GR00T N1.5

Author’s Note

A version focused on improving language instruction following toward general-purpose RFM. Frozen VLM preserves language understanding while combining with robot control—compliance doubled (46.6% → 93.3%).
Demonstrates learning from human video is possible. Thanks to FLARE, learning from action-label-free human videos works. A path to reducing dependence on expensive teleop data.
Synthetic data’s power remains evident. DreamGen at just 9.1% enabled learning 22 new verbs. Key to expanding behavioral diversity beyond pick-and-place.

Key Significance

2x Language Instruction Compliance: 46.6% → 93.3% (+46.7%p)
Frozen VLM Technique: Freezes VLM to preserve language understanding capability
FLARE Loss Introduction: Additional training objective through implicit world modeling
Human Video Learning Capability: FLARE enables learning from human videos during post-training
Novel Object Manipulation: 0-shot manipulation of new objects possible after post-training (15%)
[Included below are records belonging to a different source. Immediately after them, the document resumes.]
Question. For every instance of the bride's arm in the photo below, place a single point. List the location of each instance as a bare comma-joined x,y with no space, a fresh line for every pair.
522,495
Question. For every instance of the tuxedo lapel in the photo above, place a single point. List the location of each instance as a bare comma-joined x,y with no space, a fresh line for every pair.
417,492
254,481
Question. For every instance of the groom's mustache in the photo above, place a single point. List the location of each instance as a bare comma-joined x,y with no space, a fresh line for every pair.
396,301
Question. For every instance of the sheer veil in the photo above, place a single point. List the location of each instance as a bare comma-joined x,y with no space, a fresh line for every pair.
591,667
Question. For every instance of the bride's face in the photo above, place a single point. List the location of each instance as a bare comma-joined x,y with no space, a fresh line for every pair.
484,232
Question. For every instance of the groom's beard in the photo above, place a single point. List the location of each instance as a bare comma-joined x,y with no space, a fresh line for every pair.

Important: The GR00T-N1.5-3B released on HuggingFace is a pretrained model. Human video learning, Unitree G1 experiments, etc. are post-training experiment results demonstrating the capability that FLARE provides, and are not included in the released model weights.

Overview

Item	Details
Announced	May 20, 2025 (Computex 2025, Taiwan)
Type	Vision-Language-Action (VLA)
Parameters	3B
VLM	Eagle 2.5 (Frozen)
DiT	16 layers
Key Technology	Frozen VLM + FLARE Loss
GitHub	NVIDIA/Isaac-GR00T
Hugging Face	nvidia/GR00T-N1.5-3B

Key Improvements over N1

1. Frozen VLM (Vision-Language Model)

Core architecture change in N1.5.

Aspect	N1	N1.5
VLM Training	Trainable	Frozen
VLM Model	Eagle2-1B	Eagle 2.5
Grounding IoU	35.5	40.4 (GR-1)

Key Features:

VLM remains frozen during both pretraining and finetuning
Preserves language understanding capability and improves generalization
Enhanced physical understanding and grounding with NVIDIA Eagle 2.5
Simplified adapter MLP + Layer Normalization on visual/text token embeddings

2. FLARE Loss (Future LAtent REpresentation Alignment)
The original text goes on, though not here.